Bailout

Everybody’s talking about Neil Barofsky’s new book, and it sounds like a real doozy. Can’t wait to read it!

Barofsky does all he can to take an inventory of the aggregate bailouts and assess their total cost, pissing off Barney Frank when he adds all the various “commitments” and “guarantees” together and arrives at the staggering sum of $23 trillion. But even that number misses some critical costs to the public, as he finally realizes while listening to Geithner defend the abject failure of Treasury’s mortgage modification initiative to help homeowners:

In defense of the program, Geithner finally blurted out, “We estimate that they can handle ten million foreclosures, over time,” referring to the banks. “This program will help foam the runway for them.”


A lightbulb went on for me. Elizabeth had been challenging Geithner on how the program was going to help the home owners, and he had responded by citing how much it would help the banks. Geithner apparently looked at HAMP as an aid to the banks, keeping the full flush of foreclosures form hitting the financial system all at the same time. Though they could handle up to “ten million foreclosures” over time, any more than that, or if the foreclosures were too concentrated, and the losses that the banks might suffer on their first and second mortgages could push them into insolvency, requiring yet another round of TARP bailouts. So HAMP would “foam the runway” by stretching out the foreclosures, giving the banks more time to absorb the losses while the other parts of the bailouts juiced bank profits that could then fill the capital holes created by housing losses.

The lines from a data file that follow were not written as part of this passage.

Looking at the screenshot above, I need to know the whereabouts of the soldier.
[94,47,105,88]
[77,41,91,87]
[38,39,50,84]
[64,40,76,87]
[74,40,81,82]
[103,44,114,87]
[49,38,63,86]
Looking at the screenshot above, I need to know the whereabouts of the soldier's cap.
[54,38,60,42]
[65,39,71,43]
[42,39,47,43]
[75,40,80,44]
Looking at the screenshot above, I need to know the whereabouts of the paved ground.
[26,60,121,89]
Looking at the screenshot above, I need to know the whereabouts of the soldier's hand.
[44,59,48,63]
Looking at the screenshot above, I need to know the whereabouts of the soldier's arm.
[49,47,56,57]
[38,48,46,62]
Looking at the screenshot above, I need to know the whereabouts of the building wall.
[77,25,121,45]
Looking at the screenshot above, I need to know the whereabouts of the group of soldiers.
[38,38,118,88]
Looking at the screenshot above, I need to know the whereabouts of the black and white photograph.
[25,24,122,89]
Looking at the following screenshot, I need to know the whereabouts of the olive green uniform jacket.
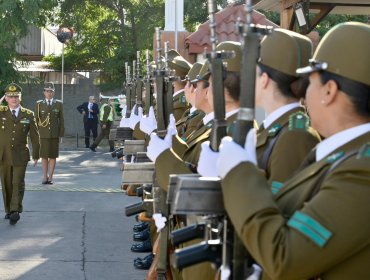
[0,106,40,166]
[222,132,370,280]
[155,114,237,190]
[35,99,64,139]
[256,107,320,184]
[0,106,40,213]
[172,91,190,121]
[176,109,205,141]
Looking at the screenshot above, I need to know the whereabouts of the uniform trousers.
[0,164,27,213]
[84,118,98,148]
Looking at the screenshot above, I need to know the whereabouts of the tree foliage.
[46,0,164,88]
[0,0,58,90]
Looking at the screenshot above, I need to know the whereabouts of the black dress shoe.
[131,239,152,252]
[134,253,154,263]
[9,212,20,225]
[134,229,150,241]
[134,254,154,269]
[133,222,149,232]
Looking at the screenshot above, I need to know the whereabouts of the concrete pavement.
[0,148,146,280]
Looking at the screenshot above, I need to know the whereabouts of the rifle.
[125,62,132,118]
[153,27,173,279]
[144,50,153,114]
[131,60,138,115]
[207,0,229,151]
[174,0,232,274]
[135,51,143,114]
[229,0,271,279]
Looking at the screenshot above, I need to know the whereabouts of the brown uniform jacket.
[176,109,205,141]
[256,107,320,183]
[222,132,370,280]
[155,114,237,190]
[0,106,40,166]
[35,99,64,139]
[172,92,190,121]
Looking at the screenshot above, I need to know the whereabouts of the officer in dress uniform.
[198,29,320,184]
[90,97,114,152]
[218,22,370,280]
[0,83,40,225]
[147,41,241,280]
[176,62,205,139]
[35,82,64,185]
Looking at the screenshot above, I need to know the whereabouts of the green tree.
[46,0,164,90]
[0,0,58,92]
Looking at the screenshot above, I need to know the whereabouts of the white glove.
[167,114,177,136]
[217,136,248,178]
[244,128,257,165]
[119,116,130,127]
[140,106,157,135]
[146,131,172,162]
[197,141,219,177]
[152,213,167,232]
[130,105,143,129]
[120,105,127,118]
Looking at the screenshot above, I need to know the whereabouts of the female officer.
[198,29,320,187]
[218,23,370,280]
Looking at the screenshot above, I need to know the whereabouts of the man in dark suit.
[77,96,99,148]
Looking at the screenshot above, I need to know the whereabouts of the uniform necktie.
[89,103,92,119]
[298,148,316,170]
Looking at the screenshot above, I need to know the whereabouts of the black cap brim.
[296,59,328,76]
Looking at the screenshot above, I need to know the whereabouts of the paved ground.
[0,139,146,280]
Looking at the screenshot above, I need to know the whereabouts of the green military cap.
[167,49,181,61]
[5,83,22,96]
[297,22,370,86]
[186,62,203,81]
[259,28,312,76]
[149,60,157,71]
[192,41,242,83]
[168,55,192,77]
[44,82,55,91]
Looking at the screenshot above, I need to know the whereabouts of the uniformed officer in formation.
[0,83,40,225]
[35,82,64,185]
[218,22,370,280]
[198,29,320,184]
[90,97,115,152]
[176,62,205,140]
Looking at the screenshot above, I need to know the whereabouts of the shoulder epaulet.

In other words, Geithner did not have the remotest intention of avoiding foreclosures; quite the contrary. Because foreclosures—and delinquencies, and modifications, and just about any kind of mortgage that isn’t getting paid on time as usual—are such massive profit center for banks due to the gargantuan fees servicers reap off them, he fully intended to do whatever it took to keep the foreclosure boom booming!

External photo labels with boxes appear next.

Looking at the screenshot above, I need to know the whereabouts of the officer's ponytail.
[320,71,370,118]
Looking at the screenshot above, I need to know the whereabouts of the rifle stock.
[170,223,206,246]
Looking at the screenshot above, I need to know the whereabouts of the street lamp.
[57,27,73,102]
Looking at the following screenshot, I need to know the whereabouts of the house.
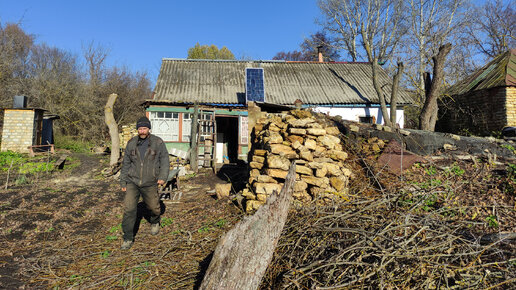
[145,59,412,167]
[1,96,59,153]
[436,49,516,135]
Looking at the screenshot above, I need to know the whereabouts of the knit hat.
[136,117,151,129]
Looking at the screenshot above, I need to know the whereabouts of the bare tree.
[0,23,34,107]
[467,0,516,58]
[104,94,120,167]
[319,0,406,126]
[419,43,452,131]
[406,0,467,105]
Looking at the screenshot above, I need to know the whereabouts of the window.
[150,112,179,141]
[358,116,374,124]
[199,113,215,141]
[181,113,193,142]
[240,116,249,144]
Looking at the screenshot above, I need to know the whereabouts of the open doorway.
[215,116,238,164]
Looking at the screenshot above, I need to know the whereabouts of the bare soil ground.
[0,154,240,289]
[0,140,516,289]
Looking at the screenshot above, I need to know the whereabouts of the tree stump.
[199,163,296,290]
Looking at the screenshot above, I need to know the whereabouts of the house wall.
[314,107,405,128]
[505,87,516,126]
[1,109,37,153]
[147,106,248,160]
[436,87,508,136]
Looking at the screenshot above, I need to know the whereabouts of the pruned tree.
[187,43,235,59]
[272,50,308,61]
[104,94,120,167]
[419,43,452,131]
[405,0,468,106]
[319,0,406,126]
[272,31,340,61]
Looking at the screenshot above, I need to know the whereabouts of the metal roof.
[447,49,516,96]
[151,58,413,105]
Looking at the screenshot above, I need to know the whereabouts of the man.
[120,117,170,250]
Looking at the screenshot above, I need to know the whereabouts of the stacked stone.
[243,110,351,211]
[362,137,385,155]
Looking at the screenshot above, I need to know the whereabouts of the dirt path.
[0,154,239,289]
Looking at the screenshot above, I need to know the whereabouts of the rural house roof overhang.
[151,58,413,105]
[447,49,516,96]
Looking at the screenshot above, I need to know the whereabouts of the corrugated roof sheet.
[153,59,413,105]
[447,49,516,96]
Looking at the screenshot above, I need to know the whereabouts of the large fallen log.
[200,163,296,289]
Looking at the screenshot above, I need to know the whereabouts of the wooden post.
[104,94,120,166]
[190,102,199,173]
[199,163,296,290]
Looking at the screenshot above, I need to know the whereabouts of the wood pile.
[243,110,352,212]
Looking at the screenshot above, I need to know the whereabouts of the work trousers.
[122,183,161,241]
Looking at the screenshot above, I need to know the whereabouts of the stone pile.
[243,110,352,211]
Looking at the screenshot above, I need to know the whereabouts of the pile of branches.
[262,139,516,289]
[264,195,516,289]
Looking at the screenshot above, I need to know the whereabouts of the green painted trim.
[146,107,248,116]
[215,110,248,116]
[146,107,193,113]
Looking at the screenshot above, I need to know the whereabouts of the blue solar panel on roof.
[245,68,265,102]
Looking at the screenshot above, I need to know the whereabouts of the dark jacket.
[120,134,170,187]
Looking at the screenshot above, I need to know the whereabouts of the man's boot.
[151,223,160,236]
[120,240,133,250]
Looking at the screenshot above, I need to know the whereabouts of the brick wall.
[436,87,508,135]
[505,87,516,126]
[1,109,36,153]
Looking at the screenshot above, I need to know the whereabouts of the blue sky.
[0,0,319,82]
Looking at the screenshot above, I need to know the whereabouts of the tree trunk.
[419,43,452,131]
[104,94,120,167]
[371,58,392,127]
[190,102,199,173]
[200,163,296,290]
[391,62,404,125]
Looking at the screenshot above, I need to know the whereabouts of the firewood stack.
[243,110,352,212]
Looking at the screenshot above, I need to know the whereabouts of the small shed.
[0,96,59,153]
[436,49,516,135]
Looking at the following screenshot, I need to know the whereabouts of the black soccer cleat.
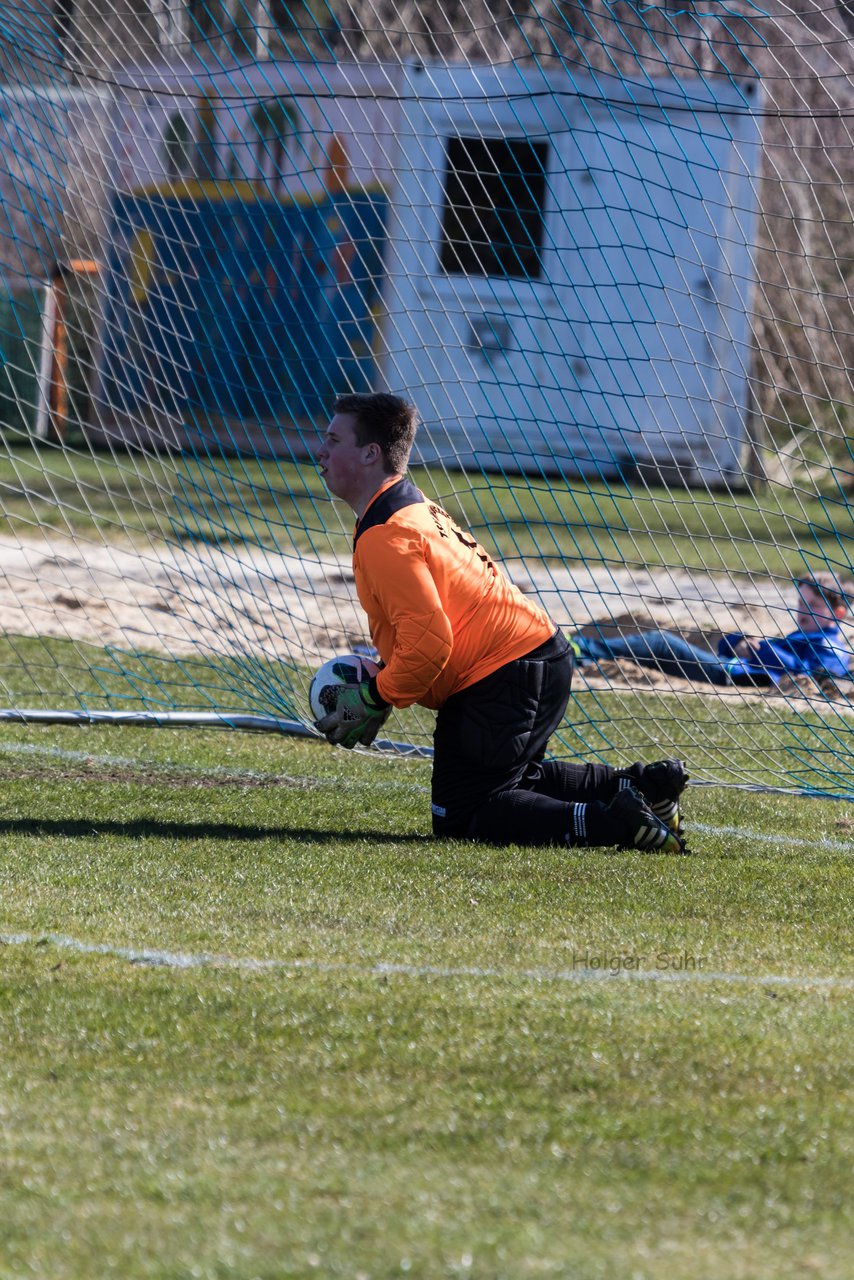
[620,760,689,835]
[603,786,686,854]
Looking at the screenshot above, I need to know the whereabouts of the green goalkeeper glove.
[315,680,392,750]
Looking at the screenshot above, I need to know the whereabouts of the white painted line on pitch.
[685,819,854,854]
[0,933,854,991]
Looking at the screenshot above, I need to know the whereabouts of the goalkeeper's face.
[318,413,365,507]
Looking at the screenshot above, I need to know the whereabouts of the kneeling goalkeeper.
[318,394,688,852]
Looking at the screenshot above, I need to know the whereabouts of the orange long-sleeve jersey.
[353,477,556,709]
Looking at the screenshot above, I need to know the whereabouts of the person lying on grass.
[570,572,854,687]
[316,393,688,852]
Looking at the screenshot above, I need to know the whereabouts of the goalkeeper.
[318,394,688,852]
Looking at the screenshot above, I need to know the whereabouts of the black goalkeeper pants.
[431,632,635,845]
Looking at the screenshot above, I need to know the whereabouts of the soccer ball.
[309,653,379,721]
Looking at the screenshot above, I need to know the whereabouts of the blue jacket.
[717,626,854,684]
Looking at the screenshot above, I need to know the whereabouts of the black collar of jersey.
[353,476,426,548]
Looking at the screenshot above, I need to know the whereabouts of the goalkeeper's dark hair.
[333,392,419,475]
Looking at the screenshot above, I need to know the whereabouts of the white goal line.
[0,933,854,991]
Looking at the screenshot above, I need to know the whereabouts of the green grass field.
[0,444,854,576]
[0,726,854,1280]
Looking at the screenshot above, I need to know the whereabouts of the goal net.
[0,0,854,795]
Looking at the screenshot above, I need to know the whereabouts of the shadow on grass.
[0,818,433,845]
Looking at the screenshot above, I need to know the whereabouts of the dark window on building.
[439,138,548,279]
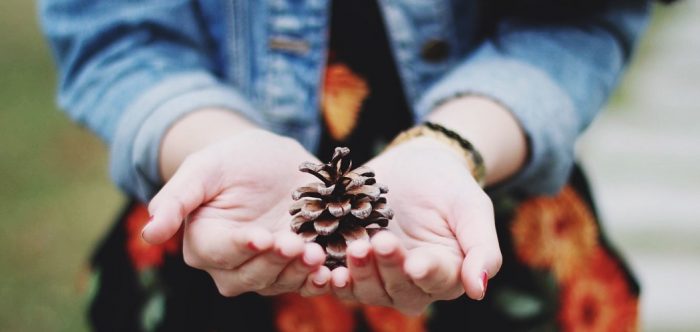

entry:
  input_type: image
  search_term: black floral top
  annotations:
[89,0,639,332]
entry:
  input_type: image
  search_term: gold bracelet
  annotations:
[386,122,486,187]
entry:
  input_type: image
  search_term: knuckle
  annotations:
[396,305,426,317]
[212,275,241,297]
[493,250,503,274]
[208,253,233,270]
[182,250,202,269]
[386,282,411,294]
[238,273,270,291]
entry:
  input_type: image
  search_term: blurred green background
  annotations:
[0,0,700,331]
[0,0,122,331]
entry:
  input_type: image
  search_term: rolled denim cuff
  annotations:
[110,72,262,202]
[416,46,580,194]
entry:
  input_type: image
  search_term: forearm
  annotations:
[158,108,258,181]
[427,96,528,185]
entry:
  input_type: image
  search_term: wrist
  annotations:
[382,122,486,186]
[428,96,527,185]
[158,108,258,181]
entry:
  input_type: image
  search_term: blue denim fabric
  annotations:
[40,0,649,201]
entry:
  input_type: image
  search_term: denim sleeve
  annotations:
[40,0,259,201]
[416,0,649,194]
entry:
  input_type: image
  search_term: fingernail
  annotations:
[301,252,316,267]
[141,223,151,240]
[248,241,260,251]
[311,275,326,288]
[374,246,394,258]
[479,271,489,301]
[333,282,348,288]
[350,256,369,267]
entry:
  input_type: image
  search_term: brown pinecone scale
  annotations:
[289,147,394,269]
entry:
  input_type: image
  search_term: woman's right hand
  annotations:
[142,124,330,296]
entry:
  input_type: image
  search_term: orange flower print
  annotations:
[511,187,598,281]
[275,293,355,332]
[364,306,426,332]
[558,248,639,332]
[321,64,369,141]
[126,204,182,271]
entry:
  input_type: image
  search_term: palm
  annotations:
[183,131,320,232]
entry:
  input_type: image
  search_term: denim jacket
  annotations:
[40,0,649,201]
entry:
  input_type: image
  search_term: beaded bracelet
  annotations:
[387,122,486,187]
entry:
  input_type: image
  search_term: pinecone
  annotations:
[289,147,394,270]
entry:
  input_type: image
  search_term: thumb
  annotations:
[141,157,219,244]
[453,189,503,300]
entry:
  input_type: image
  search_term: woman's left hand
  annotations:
[332,138,502,314]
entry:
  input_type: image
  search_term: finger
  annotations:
[299,266,331,297]
[404,248,463,300]
[347,241,392,306]
[264,243,330,295]
[331,266,356,301]
[231,233,304,291]
[183,219,274,270]
[371,232,427,308]
[147,158,219,244]
[462,246,501,300]
[453,192,502,300]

All of a sudden, bits and pieces of conversations that I had had began to fall into place. Allison had used the phrase “helping them earn their way out of this” during part of a more extended conversation that summer about his worry that the banks could still collapse. HAMP was not separate from the bank bailouts; it was an essential part of them. From that perspective, it didn’t matter if the modifications failed after a year or so of trial payments or if struggling borrowers placed into doomed trial modifications ended up far worse off, as long as the banks were able to stretch out their plan until the profits returned.

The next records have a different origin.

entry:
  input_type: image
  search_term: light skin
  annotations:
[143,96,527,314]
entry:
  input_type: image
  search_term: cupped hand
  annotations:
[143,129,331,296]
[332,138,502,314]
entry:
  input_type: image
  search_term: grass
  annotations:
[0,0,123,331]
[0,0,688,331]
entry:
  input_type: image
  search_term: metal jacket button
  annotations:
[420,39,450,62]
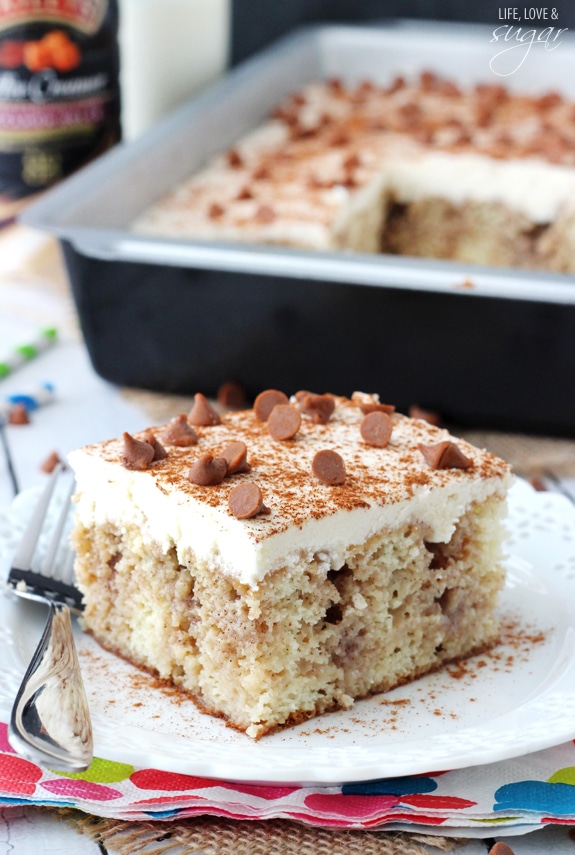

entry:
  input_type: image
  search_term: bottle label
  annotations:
[0,0,120,216]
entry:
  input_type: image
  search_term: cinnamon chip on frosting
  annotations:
[311,448,346,487]
[188,392,221,427]
[228,481,269,520]
[254,389,289,422]
[188,454,228,487]
[268,404,301,442]
[220,440,252,475]
[8,404,30,425]
[295,392,335,425]
[160,413,198,448]
[144,430,168,463]
[359,410,393,448]
[417,439,473,469]
[122,431,154,471]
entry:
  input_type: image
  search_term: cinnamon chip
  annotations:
[417,440,473,469]
[407,404,441,427]
[8,404,30,425]
[228,148,244,169]
[254,205,276,223]
[220,440,251,475]
[216,380,247,410]
[188,454,228,487]
[488,840,515,855]
[160,413,198,448]
[295,392,335,425]
[268,404,301,442]
[122,431,154,471]
[311,449,346,487]
[188,392,221,427]
[228,481,268,520]
[254,389,289,422]
[208,202,224,220]
[40,451,62,475]
[359,411,393,448]
[144,430,168,463]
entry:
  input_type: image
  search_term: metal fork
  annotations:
[8,464,93,772]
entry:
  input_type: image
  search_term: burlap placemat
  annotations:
[59,810,466,855]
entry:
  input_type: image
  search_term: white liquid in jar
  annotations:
[120,0,231,141]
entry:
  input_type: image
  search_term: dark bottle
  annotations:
[0,0,121,222]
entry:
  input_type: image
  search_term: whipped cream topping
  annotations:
[69,398,511,586]
[134,75,575,244]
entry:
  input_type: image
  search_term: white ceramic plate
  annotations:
[0,481,575,784]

Geithner’s revelation (he apparently similarly told bloggers in 2010 during an off-the-record conversation that HAMP had succeeded in extending out the foreclosure crisis) also helped explain one of the odder aspects of HAMP. For many borrowers, the modifications weren’t really all that “permanent.” Instead, after five years, the interest rate would be permitted to rise, much like the resetting adjustable rate mortgages of the financial crisis. This meant that within a handful of years after the “permanent” period of HAMP expired, the average borrower whose interest rate had been reduced to the minimum rate during his modification would eventually see his monthly payments rise by 23 percent,possibly putting him once again at risk for a default. Though that policy might undermine the long-term success of the program from the borrowers’ perspective, it made perfect sense if an immediate “foaming of the runway” for the banks was Treasury’s primary goal. For the banks, five years was an eternity.